Could computers predict the next big Alzheimer's drug?

Scientists are developing a computational process for designing drugs that could trump chemists in speed and efficiency. By doing so, the technology could reduce some of the cost and risk that have plagued drug discovery and made the expensive hunt for new therapies an unattractive endeavor for Big Pharma.

At the University of Dundee, researchers engineered the system to mimic the iterative approach of medicinal chemists as they craft compounds to deliver the safety and efficacy profiles needed to combat diseases. They used the structure of the Alzheimer's drug donepezil to test the system, which "evolved" the structure of the treatment automatically and predicted its profile for a variety of drug targets. The group highlighted that 75% of the predictions were confirmed.
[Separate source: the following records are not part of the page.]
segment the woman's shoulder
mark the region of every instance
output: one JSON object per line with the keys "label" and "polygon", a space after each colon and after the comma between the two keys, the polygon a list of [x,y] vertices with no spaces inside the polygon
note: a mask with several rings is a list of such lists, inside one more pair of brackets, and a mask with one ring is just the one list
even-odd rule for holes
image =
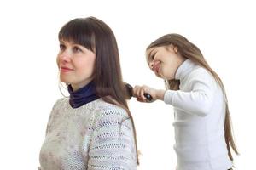
{"label": "woman's shoulder", "polygon": [[128,118],[128,113],[126,110],[125,110],[119,105],[104,101],[102,99],[97,100],[97,107],[96,110],[97,116]]}
{"label": "woman's shoulder", "polygon": [[53,108],[62,105],[66,104],[67,102],[68,102],[68,98],[67,98],[67,97],[60,98],[55,101],[55,103],[54,104]]}

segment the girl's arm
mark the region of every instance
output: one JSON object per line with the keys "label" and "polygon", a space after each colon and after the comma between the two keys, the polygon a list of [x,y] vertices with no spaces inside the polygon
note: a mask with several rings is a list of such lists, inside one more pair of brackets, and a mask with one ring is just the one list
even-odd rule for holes
{"label": "girl's arm", "polygon": [[167,90],[164,101],[191,114],[205,116],[211,110],[217,91],[214,78],[205,71],[195,71],[186,81],[186,91]]}
{"label": "girl's arm", "polygon": [[133,93],[141,102],[146,102],[143,94],[148,93],[153,97],[153,101],[160,99],[186,112],[201,116],[207,116],[212,109],[217,93],[214,78],[206,71],[199,70],[188,77],[183,86],[188,90],[162,90],[148,86],[136,86]]}

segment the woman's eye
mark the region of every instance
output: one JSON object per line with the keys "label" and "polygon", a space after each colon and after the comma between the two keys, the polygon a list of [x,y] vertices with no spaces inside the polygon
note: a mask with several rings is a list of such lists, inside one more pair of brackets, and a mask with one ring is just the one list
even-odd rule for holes
{"label": "woman's eye", "polygon": [[73,49],[74,52],[81,52],[82,51],[79,47],[73,47]]}

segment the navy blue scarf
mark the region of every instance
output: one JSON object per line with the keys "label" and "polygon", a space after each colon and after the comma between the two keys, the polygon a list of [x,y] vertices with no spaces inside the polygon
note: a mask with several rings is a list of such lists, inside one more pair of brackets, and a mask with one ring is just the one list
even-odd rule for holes
{"label": "navy blue scarf", "polygon": [[69,104],[73,108],[80,107],[100,98],[96,94],[93,82],[76,91],[73,91],[71,85],[68,85],[67,89],[70,94]]}

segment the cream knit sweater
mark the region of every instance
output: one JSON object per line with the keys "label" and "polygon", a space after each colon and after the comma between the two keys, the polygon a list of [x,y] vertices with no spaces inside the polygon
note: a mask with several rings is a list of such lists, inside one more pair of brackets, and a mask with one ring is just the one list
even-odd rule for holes
{"label": "cream knit sweater", "polygon": [[51,111],[39,160],[42,170],[135,170],[131,120],[101,99],[73,109],[63,98]]}

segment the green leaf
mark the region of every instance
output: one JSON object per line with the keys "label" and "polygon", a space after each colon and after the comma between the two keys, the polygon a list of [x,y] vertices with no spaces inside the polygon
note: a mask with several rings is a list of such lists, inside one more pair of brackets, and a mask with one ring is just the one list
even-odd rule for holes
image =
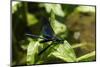
{"label": "green leaf", "polygon": [[92,61],[96,59],[95,54],[96,54],[95,51],[92,51],[91,53],[88,53],[86,55],[77,58],[77,61]]}
{"label": "green leaf", "polygon": [[35,64],[38,60],[38,51],[40,47],[39,41],[31,41],[27,49],[27,64]]}
{"label": "green leaf", "polygon": [[54,14],[56,14],[58,16],[64,17],[64,15],[65,15],[60,4],[44,4],[44,6],[48,13],[53,11]]}
{"label": "green leaf", "polygon": [[52,53],[55,57],[58,57],[66,62],[76,61],[75,53],[67,41],[64,41],[64,44],[57,45],[55,50],[56,51]]}

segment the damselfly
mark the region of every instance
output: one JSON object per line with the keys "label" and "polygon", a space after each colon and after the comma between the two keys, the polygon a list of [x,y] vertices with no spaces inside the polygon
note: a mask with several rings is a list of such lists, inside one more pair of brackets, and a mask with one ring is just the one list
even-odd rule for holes
{"label": "damselfly", "polygon": [[[42,33],[43,33],[43,37],[40,37],[38,35],[33,35],[33,34],[26,34],[27,36],[30,36],[32,38],[40,38],[42,39],[42,41],[40,41],[41,43],[44,42],[49,42],[52,41],[53,43],[63,43],[64,40],[60,39],[59,37],[57,37],[50,25],[50,22],[48,19],[43,19],[43,27],[42,27]],[[43,49],[40,53],[42,54],[46,49],[48,49],[51,45],[48,45],[45,49]]]}

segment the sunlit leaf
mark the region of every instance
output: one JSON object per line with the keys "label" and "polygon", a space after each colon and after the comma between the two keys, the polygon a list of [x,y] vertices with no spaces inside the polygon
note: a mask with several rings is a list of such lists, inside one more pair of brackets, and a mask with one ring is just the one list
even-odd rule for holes
{"label": "sunlit leaf", "polygon": [[66,62],[75,62],[76,55],[67,41],[64,41],[64,44],[59,44],[55,47],[55,50],[52,54],[55,57],[58,57]]}
{"label": "sunlit leaf", "polygon": [[91,53],[85,54],[77,58],[77,61],[92,61],[96,59],[95,56],[96,56],[95,51],[92,51]]}
{"label": "sunlit leaf", "polygon": [[63,17],[64,16],[64,12],[61,8],[60,4],[44,4],[46,11],[48,13],[50,13],[51,11],[54,12],[54,14]]}

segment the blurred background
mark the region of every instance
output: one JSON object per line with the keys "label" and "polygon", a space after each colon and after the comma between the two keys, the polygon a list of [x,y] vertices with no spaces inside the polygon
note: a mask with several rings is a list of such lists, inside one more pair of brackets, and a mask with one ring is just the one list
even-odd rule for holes
{"label": "blurred background", "polygon": [[[95,6],[12,1],[11,10],[12,65],[66,62],[60,57],[49,60],[50,57],[48,61],[44,61],[44,58],[42,58],[43,61],[34,59],[37,58],[38,51],[33,44],[38,40],[26,37],[25,34],[31,33],[38,36],[43,34],[41,29],[45,20],[41,19],[44,17],[50,21],[55,34],[71,45],[72,54],[75,53],[73,57],[76,60],[73,62],[96,60]],[[71,62],[67,59],[68,61]]]}

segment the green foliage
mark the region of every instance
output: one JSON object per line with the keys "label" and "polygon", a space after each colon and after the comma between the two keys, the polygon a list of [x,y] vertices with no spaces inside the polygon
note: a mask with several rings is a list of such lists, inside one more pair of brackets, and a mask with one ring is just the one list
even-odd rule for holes
{"label": "green foliage", "polygon": [[[88,10],[88,8],[84,10]],[[77,42],[76,44],[75,40],[73,40],[75,43],[72,42],[72,32],[75,30],[71,32],[70,30],[72,28],[74,29],[75,25],[70,22],[73,26],[72,28],[68,28],[68,21],[66,21],[66,18],[68,18],[67,16],[70,16],[71,13],[74,15],[74,11],[84,12],[84,10],[78,5],[31,2],[19,2],[12,6],[13,65],[35,65],[95,60],[95,50],[84,55],[81,54],[82,52],[80,49],[86,46],[87,43]],[[76,16],[77,15],[74,15],[74,18],[70,18],[71,21],[75,18],[77,19]],[[53,41],[40,43],[41,39],[39,38],[33,37],[32,39],[25,36],[29,31],[36,35],[43,34],[41,31],[41,26],[43,25],[43,21],[41,21],[42,17],[49,19],[55,34],[57,37],[62,38],[64,43],[55,43]],[[71,37],[68,37],[68,34],[70,34]],[[49,46],[48,49],[41,53],[47,46]],[[41,54],[39,55],[39,53]]]}

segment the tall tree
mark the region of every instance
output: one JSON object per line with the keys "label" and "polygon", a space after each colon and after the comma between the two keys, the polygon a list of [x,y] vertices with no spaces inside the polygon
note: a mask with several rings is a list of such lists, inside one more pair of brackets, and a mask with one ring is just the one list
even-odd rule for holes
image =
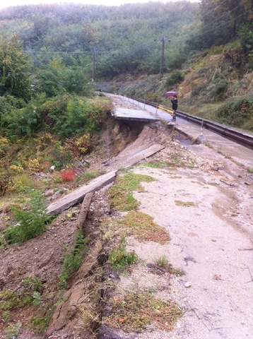
{"label": "tall tree", "polygon": [[23,50],[18,34],[0,37],[0,95],[10,95],[28,100],[31,81],[29,56]]}

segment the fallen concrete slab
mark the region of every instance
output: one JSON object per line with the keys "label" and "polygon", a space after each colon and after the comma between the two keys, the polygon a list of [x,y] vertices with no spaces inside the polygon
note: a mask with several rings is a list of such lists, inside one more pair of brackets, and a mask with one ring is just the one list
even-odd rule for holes
{"label": "fallen concrete slab", "polygon": [[110,172],[98,178],[95,178],[80,189],[76,189],[69,194],[58,199],[47,207],[47,213],[50,215],[55,215],[73,206],[76,203],[81,203],[86,194],[94,192],[110,184],[115,179],[116,171]]}
{"label": "fallen concrete slab", "polygon": [[120,120],[133,120],[139,121],[154,122],[160,121],[151,113],[142,109],[130,109],[128,108],[117,108],[112,112],[112,115]]}
{"label": "fallen concrete slab", "polygon": [[114,182],[116,178],[116,172],[120,168],[120,166],[124,167],[134,166],[140,160],[150,157],[159,150],[163,150],[165,147],[163,145],[154,144],[149,146],[144,145],[134,150],[129,150],[129,153],[122,151],[113,160],[109,160],[108,164],[106,164],[112,168],[114,168],[114,170],[93,179],[86,185],[80,187],[80,189],[76,189],[69,194],[54,201],[48,206],[47,213],[50,215],[55,215],[69,208],[69,207],[73,206],[76,203],[81,203],[88,193],[98,191]]}

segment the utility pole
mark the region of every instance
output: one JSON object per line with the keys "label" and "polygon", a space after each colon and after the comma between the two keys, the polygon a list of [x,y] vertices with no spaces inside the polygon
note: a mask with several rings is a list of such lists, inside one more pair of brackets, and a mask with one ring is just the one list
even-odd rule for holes
{"label": "utility pole", "polygon": [[160,40],[162,42],[162,52],[160,56],[160,81],[162,80],[163,76],[163,68],[164,68],[164,43],[165,41],[170,42],[171,40],[166,40],[163,36],[163,39]]}
{"label": "utility pole", "polygon": [[96,53],[101,53],[103,54],[108,54],[109,52],[98,52],[95,51],[95,47],[93,47],[93,51],[91,52],[93,54],[93,83],[95,81],[95,56]]}
{"label": "utility pole", "polygon": [[94,83],[95,81],[95,48],[93,48],[93,83]]}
According to the Scottish university, the system could aid in the design of drugs for complex diseases in fields such as neuroscience, cancer and infectious diseases.

Testing the system with an approved drug was just a starting point for proving the concept works. The researchers see a commercial opportunity for the "automated adaptive design" approach, and a startup called Ex Scientia (Latin for "from knowledge") was spun off from the project. Indeed, Big Pharma could see big value in shaving time and expense from the years and millions of dollars typically required for drug discovery to bear fruit.

"This proof of concept shows that we could make significant advances in discovering and designing complex drugs, which could lead to improvements in safety and efficacy," Andrew Hopkins, chief of medicinal informatics at Dundee, stated in a release, "while also potentially reducing the cost of drug discovery, which is a high-risk and expensive process."

The project has benefited from the surge in the amount of data on drug design from sources such as The Wellcome Trust-supported ChEMBL database of small molecule structures. In October, GlaxoSmithKline ($GSK) unveiled new efforts to open large amounts of R&D data to scientists for further research, including a library of about 200 compounds that could provide new treatments for tuberculosis.